ELI LILLY & COMPANY
Endocrinology Exploratory Medicine

Presenter of 1 Presentation

GLYCEMIC CONTROL WITH ONCE WEEKLY BASAL INSULIN FC IN PERSONS WITH TYPE 2 DIABETES MELLITUS USING CONTINUOUS GLUCOSE MONITORING IN A PHASE 2 STUDY

Session Type
Virtual Oral Presentations Session
Date
Fri, 29.04.2022
Session Time
16:30 - 18:00
Room
Virtual Hall 1.1
Lecture Time
17:42 - 17:50

Abstract

Background and Aims

Basal insulin Fc (BIF; LY3209590) is a novel, once-weekly, long-acting IgG Fc-fusion protein assessed for the treatment of diabetes mellitus. A 32-week study evaluating the safety and efficacy of BIF vs degludec in persons with type 2 diabetes mellitus (T2DM) previously treated with a basal insulin showed HbA1c non-inferiority of BIF vs degludec with significantly fewer hypoglycemic events (≤70 mg/dL). Here we present continuous glucose monitoring (CGM) data derived by Dexcom G6, allowing a more detailed assessment of glycemic control of BIF vs degludec.

Methods

The study included 2 dosing algorithms for BIF with different fasting glucose (FG) targets: ≤140 mg/dL (BIF-A1) and ≤120 mg/dL (BIF-A2). Degludec was titrated to FG ≤100 mg/dL. Subjects were randomized to 1 of the 3 arms.

Results

Subject (N=399) mean age was 60.2 yrs and baseline HbA1c was 8.1%. For the entire 32 weeks, the percent of 24 hrs in range, hyperglycemia and hypoglycemia was similar for the 3 arms (Figure). At Week 32, total duration of hypoglycemia was similar across 7 days post-injection for BIF-A1 and A2, showing that duration of hypoglycemia is independent of day post-injection.

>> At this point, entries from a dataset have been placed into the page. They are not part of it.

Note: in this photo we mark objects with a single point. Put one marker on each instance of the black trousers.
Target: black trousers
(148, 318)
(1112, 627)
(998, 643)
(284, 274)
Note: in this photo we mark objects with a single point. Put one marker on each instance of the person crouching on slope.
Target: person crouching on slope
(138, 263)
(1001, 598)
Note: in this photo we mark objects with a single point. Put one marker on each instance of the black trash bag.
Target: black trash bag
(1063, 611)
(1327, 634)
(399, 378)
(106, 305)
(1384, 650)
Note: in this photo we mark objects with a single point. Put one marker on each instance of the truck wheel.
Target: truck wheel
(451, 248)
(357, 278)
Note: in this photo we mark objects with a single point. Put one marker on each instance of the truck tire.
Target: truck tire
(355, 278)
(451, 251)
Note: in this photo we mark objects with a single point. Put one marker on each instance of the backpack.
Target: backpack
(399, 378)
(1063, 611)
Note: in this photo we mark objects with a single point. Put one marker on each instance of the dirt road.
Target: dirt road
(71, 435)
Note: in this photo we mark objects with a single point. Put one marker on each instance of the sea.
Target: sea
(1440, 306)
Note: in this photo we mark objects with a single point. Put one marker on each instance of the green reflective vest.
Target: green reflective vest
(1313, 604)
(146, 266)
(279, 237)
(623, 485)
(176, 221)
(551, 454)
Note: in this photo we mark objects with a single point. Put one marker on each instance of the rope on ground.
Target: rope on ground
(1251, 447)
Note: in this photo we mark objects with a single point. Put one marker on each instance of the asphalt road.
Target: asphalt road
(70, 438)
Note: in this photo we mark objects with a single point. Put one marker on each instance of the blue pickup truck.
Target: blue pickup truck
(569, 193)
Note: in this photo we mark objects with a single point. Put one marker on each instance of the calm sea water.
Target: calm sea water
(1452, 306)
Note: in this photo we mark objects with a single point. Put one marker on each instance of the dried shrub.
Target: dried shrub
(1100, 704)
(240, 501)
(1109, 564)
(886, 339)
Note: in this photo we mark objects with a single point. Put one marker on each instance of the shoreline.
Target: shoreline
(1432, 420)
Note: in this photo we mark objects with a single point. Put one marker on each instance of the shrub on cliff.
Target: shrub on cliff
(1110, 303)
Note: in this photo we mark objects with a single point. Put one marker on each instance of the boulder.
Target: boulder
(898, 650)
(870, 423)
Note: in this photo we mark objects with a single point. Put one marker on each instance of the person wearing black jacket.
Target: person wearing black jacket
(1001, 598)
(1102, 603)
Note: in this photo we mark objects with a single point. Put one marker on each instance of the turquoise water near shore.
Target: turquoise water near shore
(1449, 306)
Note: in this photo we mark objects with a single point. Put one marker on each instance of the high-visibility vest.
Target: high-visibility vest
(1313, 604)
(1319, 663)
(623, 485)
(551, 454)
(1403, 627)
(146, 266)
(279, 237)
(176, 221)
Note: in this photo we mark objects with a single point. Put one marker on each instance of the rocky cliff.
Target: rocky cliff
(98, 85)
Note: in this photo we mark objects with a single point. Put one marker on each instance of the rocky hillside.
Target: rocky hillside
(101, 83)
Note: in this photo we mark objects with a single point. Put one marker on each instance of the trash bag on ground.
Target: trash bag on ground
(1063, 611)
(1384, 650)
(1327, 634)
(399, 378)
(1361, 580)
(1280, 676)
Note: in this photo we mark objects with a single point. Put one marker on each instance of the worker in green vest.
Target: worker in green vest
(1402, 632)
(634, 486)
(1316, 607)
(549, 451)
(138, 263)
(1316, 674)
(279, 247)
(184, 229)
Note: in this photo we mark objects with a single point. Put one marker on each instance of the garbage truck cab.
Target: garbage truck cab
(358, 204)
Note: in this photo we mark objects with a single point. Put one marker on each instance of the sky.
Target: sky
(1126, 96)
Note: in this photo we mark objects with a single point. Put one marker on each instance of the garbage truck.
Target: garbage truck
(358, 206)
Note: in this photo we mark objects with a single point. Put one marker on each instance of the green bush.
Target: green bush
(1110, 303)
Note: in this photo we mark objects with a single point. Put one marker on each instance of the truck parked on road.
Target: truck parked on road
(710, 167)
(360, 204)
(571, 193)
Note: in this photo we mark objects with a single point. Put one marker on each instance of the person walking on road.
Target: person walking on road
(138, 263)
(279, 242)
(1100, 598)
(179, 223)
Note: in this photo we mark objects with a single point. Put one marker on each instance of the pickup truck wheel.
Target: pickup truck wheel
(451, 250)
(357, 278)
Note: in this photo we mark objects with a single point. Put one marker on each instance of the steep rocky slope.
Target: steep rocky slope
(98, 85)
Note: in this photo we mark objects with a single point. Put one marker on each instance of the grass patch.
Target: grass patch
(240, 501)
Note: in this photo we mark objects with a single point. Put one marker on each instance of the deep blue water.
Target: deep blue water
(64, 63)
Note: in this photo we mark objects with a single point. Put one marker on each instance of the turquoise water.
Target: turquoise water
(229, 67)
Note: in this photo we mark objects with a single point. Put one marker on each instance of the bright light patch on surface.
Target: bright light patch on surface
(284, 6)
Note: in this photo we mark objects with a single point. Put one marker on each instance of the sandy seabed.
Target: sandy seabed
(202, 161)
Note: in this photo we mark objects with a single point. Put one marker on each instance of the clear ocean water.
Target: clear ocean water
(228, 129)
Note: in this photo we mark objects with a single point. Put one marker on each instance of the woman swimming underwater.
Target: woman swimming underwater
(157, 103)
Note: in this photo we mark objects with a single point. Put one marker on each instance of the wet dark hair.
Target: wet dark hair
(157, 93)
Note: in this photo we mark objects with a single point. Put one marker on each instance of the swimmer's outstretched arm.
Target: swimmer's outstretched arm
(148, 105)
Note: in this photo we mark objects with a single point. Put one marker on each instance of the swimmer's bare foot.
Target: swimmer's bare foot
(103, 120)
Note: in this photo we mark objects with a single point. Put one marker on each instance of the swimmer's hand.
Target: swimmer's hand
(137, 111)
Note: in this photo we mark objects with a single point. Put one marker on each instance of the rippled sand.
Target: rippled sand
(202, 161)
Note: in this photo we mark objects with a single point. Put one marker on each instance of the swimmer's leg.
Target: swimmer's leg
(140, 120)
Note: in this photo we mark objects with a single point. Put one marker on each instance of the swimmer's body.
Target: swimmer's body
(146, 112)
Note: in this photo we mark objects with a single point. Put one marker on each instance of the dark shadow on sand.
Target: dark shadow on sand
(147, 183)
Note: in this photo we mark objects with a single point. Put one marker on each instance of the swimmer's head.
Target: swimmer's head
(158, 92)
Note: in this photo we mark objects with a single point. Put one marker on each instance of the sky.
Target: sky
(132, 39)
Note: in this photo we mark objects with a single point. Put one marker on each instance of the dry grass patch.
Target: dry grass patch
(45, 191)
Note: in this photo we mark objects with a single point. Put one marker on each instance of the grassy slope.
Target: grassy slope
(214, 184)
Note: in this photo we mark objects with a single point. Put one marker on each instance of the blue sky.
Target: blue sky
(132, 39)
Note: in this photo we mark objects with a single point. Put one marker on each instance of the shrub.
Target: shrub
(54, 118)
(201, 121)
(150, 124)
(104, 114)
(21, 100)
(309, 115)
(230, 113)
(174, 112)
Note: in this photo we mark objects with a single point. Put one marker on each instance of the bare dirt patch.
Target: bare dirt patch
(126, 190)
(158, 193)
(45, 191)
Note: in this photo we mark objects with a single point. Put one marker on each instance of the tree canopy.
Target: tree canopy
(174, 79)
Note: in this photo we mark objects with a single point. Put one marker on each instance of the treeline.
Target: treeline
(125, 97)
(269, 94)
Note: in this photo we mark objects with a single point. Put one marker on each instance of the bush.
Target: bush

dv-005726_attd 2022_bdcm_abstrcact encore_final for submission_22nov.jpg

Conclusions

CGM data confirm that BIF showed similar glycemic control vs degludec despite higher FG targets and numerically lower time in hypoglycemia. The flat pharmacokinetic profile enables near peakless insulin concentrations without an increase in hypoglycemia risk at highest exposure.